A Billion?

AN after-dinner company were discussing Federal finances when one of the group observed, ‘Well, just how much is a billion, anyhow ? ’

‘Why, a billion is a thousand millions,’someone replied. ‘Or, if you like it better, it is a thousand thousand thousands.’

None of us had ever seen a million of anything, much less a billion. Indeed, as we discussed the matter, it seemed doubtful if any of us had ever actually seen as much as a thousand of anything tangible.

To be sure, a number of us had driven a hundred thousand miles or more in the course of years, and we had all seen assemblages said to number fifty, sixty, even eighty thousand or more. But had we seen them as separate individuals, or merely as a mass of humanity?

The more we discussed the matter, the clearer it became that the sense of number, in its higher values, is soon lost. Our impression is one of mass instead of individuals, and as we approach the million mark our comprehension is little more than a mental abstraction.

So it was that each of us took paper and pencil and set to work in an effort to express a billion in terms sufficiently familiar to give something like an adequate conception of its meaning as a measure of values. The results of our efforts in various directions were substantially as follows: —

It has been only a little over a billion minutes since Christ was born in Bethlehem.

If some man had spent a thousand dollars the day that Christ was born and every day thereafter as long as he lived, and if one of his descendants had continued to dispense funds at the same rate ever since, it would be some eight hundred years yet before a billion dollars would be spent — that is, around the year 2736.

Somebody announced that his calculations showed that it is only a little over a billion and a half inches around the world at the equator, and but slightly more than a billion and a quarter feet to the moon.

To change the picture, we found that a man whose pulse is around eighty to the minute will be almost twenty-four years old before his heartbeats amount to a billion.

It is a rapid speaker who can enunciate a hundred and fifty words to the minute.
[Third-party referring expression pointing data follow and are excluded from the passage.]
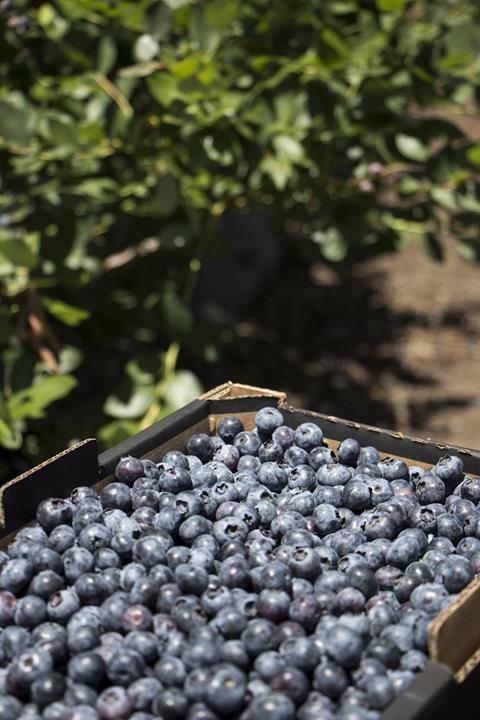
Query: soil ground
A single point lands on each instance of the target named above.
(396, 345)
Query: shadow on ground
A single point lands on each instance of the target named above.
(353, 349)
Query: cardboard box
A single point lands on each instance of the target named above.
(448, 684)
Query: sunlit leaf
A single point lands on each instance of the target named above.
(182, 388)
(67, 314)
(33, 401)
(135, 407)
(411, 147)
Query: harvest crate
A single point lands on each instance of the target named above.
(446, 687)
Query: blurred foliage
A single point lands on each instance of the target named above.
(128, 127)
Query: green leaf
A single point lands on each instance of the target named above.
(205, 36)
(222, 13)
(69, 359)
(100, 189)
(390, 5)
(431, 246)
(473, 155)
(68, 314)
(107, 54)
(332, 243)
(333, 40)
(163, 87)
(182, 388)
(444, 197)
(185, 68)
(116, 431)
(287, 148)
(411, 147)
(175, 4)
(18, 118)
(32, 401)
(10, 435)
(139, 402)
(142, 69)
(177, 317)
(278, 170)
(17, 252)
(167, 195)
(145, 48)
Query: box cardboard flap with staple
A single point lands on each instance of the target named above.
(454, 637)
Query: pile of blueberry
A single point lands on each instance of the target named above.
(257, 576)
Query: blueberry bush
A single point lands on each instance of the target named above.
(128, 129)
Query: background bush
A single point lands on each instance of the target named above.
(128, 128)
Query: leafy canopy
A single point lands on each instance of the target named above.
(128, 128)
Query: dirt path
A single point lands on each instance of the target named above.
(396, 345)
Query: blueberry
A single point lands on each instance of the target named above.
(403, 551)
(125, 667)
(428, 597)
(348, 451)
(357, 494)
(200, 711)
(91, 589)
(380, 692)
(293, 683)
(345, 541)
(450, 470)
(454, 573)
(8, 603)
(272, 476)
(393, 469)
(295, 456)
(61, 538)
(116, 495)
(450, 527)
(78, 694)
(175, 480)
(47, 688)
(170, 704)
(470, 489)
(15, 575)
(229, 456)
(129, 469)
(368, 455)
(430, 489)
(284, 436)
(228, 427)
(30, 665)
(76, 562)
(273, 605)
(362, 578)
(275, 706)
(150, 550)
(114, 704)
(332, 474)
(53, 512)
(258, 636)
(247, 443)
(330, 679)
(30, 611)
(305, 563)
(87, 668)
(267, 420)
(468, 547)
(10, 708)
(305, 610)
(300, 652)
(385, 651)
(269, 664)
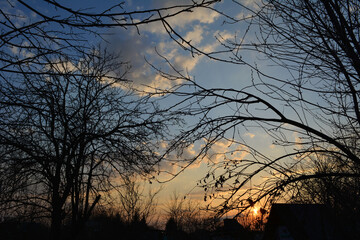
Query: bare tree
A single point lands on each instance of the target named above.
(67, 126)
(310, 109)
(135, 204)
(67, 135)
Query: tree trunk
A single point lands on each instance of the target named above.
(56, 218)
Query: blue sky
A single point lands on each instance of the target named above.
(202, 27)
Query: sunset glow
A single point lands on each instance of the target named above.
(255, 211)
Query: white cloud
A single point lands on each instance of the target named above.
(250, 135)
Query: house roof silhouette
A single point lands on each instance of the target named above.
(300, 222)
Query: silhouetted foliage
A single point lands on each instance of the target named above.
(68, 125)
(309, 106)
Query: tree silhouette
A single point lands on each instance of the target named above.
(68, 124)
(309, 106)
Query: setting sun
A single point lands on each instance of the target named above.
(255, 211)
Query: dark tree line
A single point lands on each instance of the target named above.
(309, 106)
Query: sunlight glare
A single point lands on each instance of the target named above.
(255, 211)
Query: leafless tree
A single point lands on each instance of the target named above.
(309, 106)
(67, 126)
(135, 204)
(67, 135)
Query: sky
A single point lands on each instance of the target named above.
(203, 28)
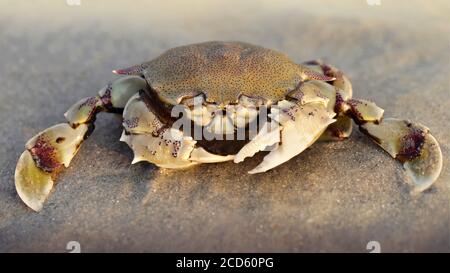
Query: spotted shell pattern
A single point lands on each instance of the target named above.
(222, 71)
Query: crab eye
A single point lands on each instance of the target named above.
(248, 101)
(191, 101)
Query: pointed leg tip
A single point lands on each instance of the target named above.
(426, 168)
(32, 184)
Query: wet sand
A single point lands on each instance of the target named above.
(333, 197)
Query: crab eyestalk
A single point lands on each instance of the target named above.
(52, 149)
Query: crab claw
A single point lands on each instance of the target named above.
(300, 127)
(46, 153)
(412, 144)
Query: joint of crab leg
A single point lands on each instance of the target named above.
(83, 111)
(411, 144)
(361, 111)
(45, 156)
(117, 94)
(200, 155)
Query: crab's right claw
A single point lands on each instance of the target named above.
(412, 144)
(43, 158)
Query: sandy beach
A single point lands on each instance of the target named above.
(334, 197)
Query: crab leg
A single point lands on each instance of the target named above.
(52, 149)
(342, 128)
(410, 143)
(413, 145)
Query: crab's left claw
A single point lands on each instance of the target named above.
(412, 144)
(43, 158)
(300, 126)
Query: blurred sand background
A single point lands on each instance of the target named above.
(333, 197)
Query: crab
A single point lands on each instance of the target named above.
(225, 101)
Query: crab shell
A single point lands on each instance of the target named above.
(232, 76)
(293, 105)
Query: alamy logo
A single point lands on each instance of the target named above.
(373, 2)
(73, 2)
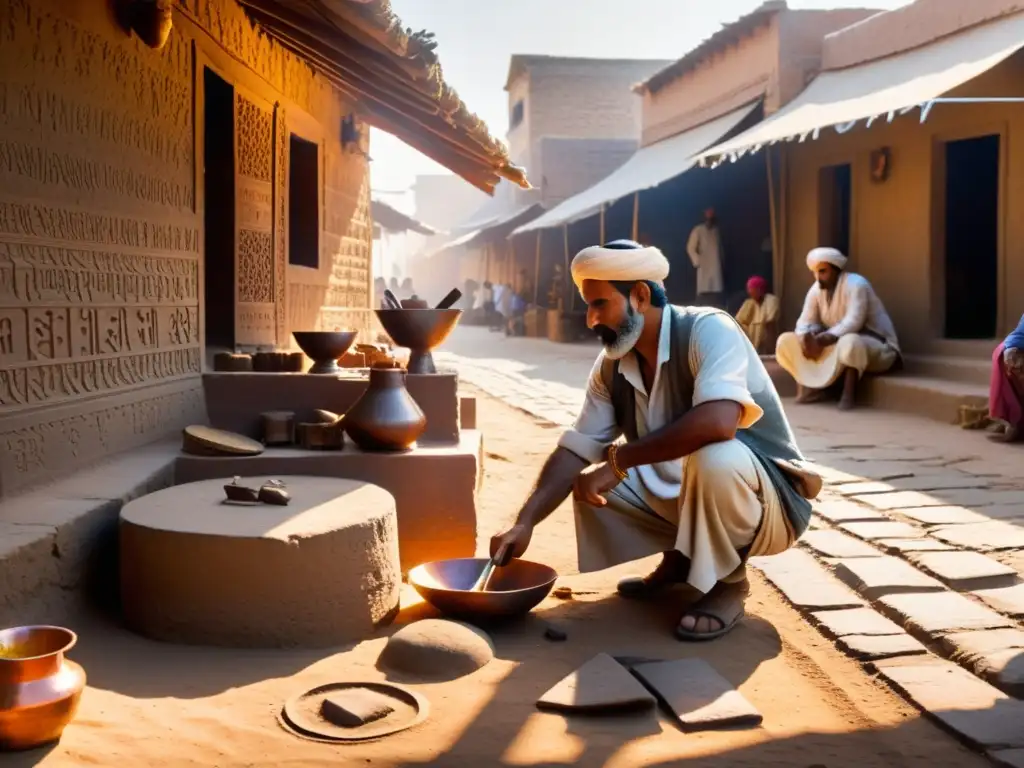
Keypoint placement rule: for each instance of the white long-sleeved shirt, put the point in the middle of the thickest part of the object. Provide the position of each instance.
(854, 308)
(705, 249)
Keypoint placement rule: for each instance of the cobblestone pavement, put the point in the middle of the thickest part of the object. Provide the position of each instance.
(913, 561)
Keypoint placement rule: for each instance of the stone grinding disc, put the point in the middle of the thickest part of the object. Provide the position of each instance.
(219, 441)
(301, 715)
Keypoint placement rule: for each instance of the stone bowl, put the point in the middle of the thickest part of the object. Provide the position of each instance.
(325, 348)
(420, 331)
(514, 590)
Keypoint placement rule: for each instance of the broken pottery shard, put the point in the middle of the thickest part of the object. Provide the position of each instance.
(697, 694)
(600, 685)
(350, 709)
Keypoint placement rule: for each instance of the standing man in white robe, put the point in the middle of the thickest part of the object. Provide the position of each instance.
(843, 333)
(705, 249)
(709, 473)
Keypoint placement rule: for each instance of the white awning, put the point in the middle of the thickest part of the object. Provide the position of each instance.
(649, 167)
(885, 87)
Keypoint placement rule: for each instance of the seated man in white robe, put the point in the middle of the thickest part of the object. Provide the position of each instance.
(843, 333)
(709, 473)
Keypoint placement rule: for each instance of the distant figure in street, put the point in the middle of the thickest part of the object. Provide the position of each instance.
(759, 315)
(1006, 391)
(705, 249)
(843, 333)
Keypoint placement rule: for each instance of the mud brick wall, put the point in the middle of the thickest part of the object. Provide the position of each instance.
(101, 217)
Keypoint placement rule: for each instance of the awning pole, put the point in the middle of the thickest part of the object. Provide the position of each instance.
(636, 216)
(537, 271)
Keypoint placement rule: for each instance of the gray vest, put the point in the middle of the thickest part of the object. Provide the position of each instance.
(770, 439)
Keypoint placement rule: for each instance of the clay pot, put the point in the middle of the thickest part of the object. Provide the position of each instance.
(386, 417)
(39, 688)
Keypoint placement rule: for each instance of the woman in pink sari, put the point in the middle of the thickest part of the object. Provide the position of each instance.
(1006, 391)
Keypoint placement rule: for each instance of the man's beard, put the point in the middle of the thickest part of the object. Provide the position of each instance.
(619, 343)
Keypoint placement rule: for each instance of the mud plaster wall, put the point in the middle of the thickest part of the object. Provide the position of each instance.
(894, 239)
(101, 223)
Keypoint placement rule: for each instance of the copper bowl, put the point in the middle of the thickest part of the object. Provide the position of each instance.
(420, 331)
(39, 687)
(325, 347)
(514, 590)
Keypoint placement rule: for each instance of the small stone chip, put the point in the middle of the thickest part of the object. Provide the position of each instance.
(350, 709)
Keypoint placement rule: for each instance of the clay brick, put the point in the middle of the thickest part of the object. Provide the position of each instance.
(1008, 600)
(875, 577)
(805, 583)
(985, 537)
(838, 624)
(964, 570)
(883, 529)
(930, 614)
(979, 713)
(838, 544)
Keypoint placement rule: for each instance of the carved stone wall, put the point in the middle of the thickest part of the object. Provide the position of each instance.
(100, 223)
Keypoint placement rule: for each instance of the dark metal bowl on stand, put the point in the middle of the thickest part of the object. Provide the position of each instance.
(421, 331)
(325, 347)
(513, 591)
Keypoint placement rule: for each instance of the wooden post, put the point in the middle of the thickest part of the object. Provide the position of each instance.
(636, 216)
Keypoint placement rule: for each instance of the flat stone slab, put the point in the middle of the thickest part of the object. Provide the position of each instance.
(805, 583)
(979, 713)
(877, 647)
(943, 515)
(838, 544)
(966, 570)
(898, 546)
(985, 537)
(875, 577)
(841, 510)
(883, 529)
(1008, 600)
(697, 694)
(933, 613)
(862, 622)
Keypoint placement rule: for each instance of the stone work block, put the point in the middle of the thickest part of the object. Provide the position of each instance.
(805, 583)
(876, 577)
(931, 614)
(977, 712)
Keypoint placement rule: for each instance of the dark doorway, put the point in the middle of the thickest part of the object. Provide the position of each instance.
(972, 238)
(218, 181)
(837, 196)
(303, 204)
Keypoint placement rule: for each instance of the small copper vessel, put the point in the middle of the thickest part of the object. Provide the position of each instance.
(39, 687)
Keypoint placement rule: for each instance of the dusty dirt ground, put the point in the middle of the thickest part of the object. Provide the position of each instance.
(156, 705)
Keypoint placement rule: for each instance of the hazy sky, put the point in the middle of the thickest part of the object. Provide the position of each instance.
(476, 38)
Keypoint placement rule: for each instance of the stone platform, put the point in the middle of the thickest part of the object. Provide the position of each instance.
(321, 571)
(434, 486)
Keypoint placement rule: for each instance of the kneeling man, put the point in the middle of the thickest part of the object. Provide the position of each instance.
(843, 333)
(709, 473)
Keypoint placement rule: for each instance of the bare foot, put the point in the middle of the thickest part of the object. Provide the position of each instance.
(716, 613)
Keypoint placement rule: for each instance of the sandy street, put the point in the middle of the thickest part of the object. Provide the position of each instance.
(155, 705)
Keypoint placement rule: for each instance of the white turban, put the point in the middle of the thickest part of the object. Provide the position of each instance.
(622, 260)
(825, 255)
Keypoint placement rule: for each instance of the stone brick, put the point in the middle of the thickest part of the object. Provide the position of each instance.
(1005, 599)
(877, 647)
(979, 713)
(964, 570)
(875, 577)
(985, 537)
(837, 544)
(855, 622)
(805, 583)
(883, 529)
(931, 614)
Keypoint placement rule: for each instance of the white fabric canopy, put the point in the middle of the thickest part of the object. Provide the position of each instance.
(884, 87)
(649, 167)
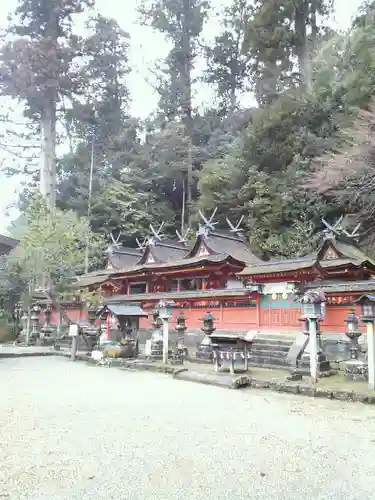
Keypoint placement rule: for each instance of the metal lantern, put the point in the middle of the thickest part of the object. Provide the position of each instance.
(181, 323)
(156, 320)
(353, 333)
(311, 309)
(47, 315)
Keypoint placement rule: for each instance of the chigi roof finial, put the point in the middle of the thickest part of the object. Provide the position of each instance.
(209, 224)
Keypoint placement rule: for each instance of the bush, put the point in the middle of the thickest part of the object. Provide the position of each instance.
(7, 331)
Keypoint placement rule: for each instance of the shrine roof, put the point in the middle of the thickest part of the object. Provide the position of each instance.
(185, 294)
(122, 257)
(279, 266)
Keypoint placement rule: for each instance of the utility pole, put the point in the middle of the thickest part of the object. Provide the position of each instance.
(89, 206)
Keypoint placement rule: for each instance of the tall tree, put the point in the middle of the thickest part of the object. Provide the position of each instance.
(227, 59)
(98, 123)
(279, 32)
(37, 67)
(181, 21)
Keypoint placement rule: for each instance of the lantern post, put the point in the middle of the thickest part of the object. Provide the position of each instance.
(367, 303)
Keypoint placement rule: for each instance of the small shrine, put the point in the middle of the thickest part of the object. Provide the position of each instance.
(216, 272)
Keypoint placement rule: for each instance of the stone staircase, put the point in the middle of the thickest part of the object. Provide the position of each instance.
(271, 349)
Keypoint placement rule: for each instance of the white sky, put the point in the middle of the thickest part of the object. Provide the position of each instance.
(146, 48)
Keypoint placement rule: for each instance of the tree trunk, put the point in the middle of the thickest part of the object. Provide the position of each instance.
(48, 166)
(303, 45)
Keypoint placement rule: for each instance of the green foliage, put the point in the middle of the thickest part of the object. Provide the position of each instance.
(37, 63)
(53, 246)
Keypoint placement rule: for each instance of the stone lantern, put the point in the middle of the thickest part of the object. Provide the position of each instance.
(47, 315)
(367, 303)
(204, 352)
(181, 329)
(313, 358)
(91, 315)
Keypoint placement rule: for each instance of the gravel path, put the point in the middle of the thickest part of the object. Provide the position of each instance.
(69, 431)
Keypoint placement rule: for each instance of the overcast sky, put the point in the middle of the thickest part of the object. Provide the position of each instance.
(146, 47)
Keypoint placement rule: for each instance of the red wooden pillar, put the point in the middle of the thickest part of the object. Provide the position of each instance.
(258, 308)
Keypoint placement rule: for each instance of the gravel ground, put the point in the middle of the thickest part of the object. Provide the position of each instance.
(69, 431)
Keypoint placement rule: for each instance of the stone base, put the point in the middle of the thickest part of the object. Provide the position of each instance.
(323, 364)
(356, 370)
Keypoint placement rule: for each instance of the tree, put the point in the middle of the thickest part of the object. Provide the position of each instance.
(227, 60)
(98, 123)
(37, 67)
(53, 246)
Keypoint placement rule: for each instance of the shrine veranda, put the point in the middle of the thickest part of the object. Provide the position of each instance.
(219, 273)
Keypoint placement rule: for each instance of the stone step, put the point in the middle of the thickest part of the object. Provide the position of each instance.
(277, 346)
(268, 354)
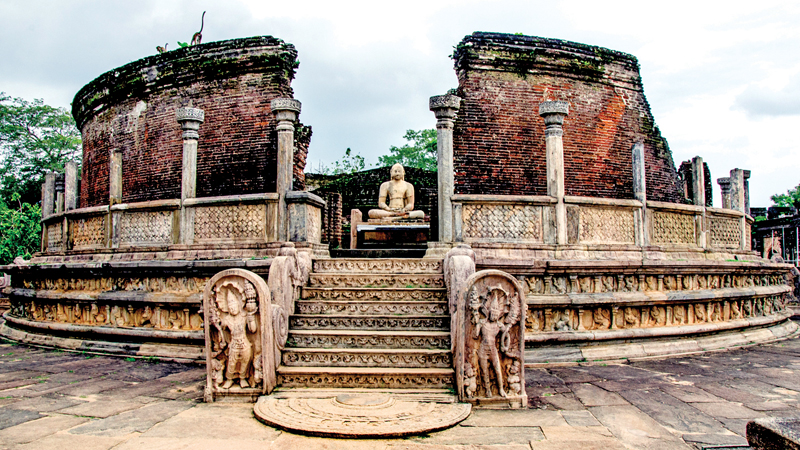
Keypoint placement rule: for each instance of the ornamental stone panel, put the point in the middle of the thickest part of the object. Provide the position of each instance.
(502, 222)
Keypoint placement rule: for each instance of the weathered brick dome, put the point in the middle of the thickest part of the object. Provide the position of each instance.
(131, 109)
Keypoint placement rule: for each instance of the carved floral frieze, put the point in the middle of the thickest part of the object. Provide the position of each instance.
(542, 319)
(159, 316)
(610, 283)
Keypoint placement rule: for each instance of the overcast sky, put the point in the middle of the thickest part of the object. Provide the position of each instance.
(722, 78)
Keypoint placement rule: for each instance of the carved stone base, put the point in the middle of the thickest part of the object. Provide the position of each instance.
(349, 414)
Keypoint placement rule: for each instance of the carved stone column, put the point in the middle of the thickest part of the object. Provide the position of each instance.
(190, 119)
(286, 111)
(445, 108)
(699, 198)
(49, 194)
(70, 185)
(725, 191)
(640, 193)
(698, 182)
(553, 114)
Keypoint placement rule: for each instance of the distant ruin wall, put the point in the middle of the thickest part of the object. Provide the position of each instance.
(132, 109)
(499, 140)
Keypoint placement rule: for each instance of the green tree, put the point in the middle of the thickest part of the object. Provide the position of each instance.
(420, 152)
(34, 139)
(349, 163)
(790, 198)
(20, 231)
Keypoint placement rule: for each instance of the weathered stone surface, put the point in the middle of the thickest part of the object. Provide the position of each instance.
(525, 418)
(671, 412)
(777, 433)
(636, 429)
(138, 420)
(591, 395)
(101, 408)
(359, 415)
(217, 422)
(36, 429)
(483, 436)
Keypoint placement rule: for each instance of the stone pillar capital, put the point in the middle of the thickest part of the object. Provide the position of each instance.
(553, 114)
(190, 120)
(444, 106)
(285, 110)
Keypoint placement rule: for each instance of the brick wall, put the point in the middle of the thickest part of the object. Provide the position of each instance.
(499, 136)
(133, 107)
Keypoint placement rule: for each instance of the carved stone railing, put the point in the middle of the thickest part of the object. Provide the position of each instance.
(224, 220)
(503, 218)
(598, 221)
(233, 219)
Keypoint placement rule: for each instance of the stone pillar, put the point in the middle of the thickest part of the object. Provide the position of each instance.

But if one could do that and hold out at the same rate for eight hours a day, month after month, indefinitely, it would take him almost thirty-eight years to deliver a billion words, with no time out for Sundays, holidays, or vacation.

A good ear of corn has about a thousand kernels. But it would require some twenty thousand bushels, or a matter of five hundred tons, of shelled corn to count out a billion kernels.

And if a man should set out to count the kernels in that twenty thousand bushels, and could maintain a rate of a hundred to the minute for eight hours a day, it would take him a matter of fifty-seven years to finish the job.

A forest with twenty-five mature trees to the acre is good lumbering. But to furnish a billion trees at the same rate would require an acreage equal to the combined area of New Hampshire, Vermont, Massachusetts, Connecticut, Rhode Island, New Jersey, Delaware, and most of Palestine.

A billion dollars is the total value to the farmer of the normal corn crop raised on an acreage equal to the combined area of Maine, New Hampshire, Vermont, Massachusetts, Connecticut, Rhode Island, Pennsylvania, and most of New York.

A billion dollars would pay the farmer for all the cows and hogs of the United States, or for all the horses and sheep on American farms. It is nearly twice the farm value of all the beef cattle and calves before the day of the Great Slaughter.

In dollar bills laid end to end, one billion would reach one million, one hundred and sixty-seven thousand miles. This is more than forty-six times around the earth, and enough to reach to the moon and back twice, with some two hundred thousand miles to spare.

Finally, the total Federal debt amounts to one dollar for every hen’s egg laid in the United States in one year, according to the reports of the United States Department of Agriculture.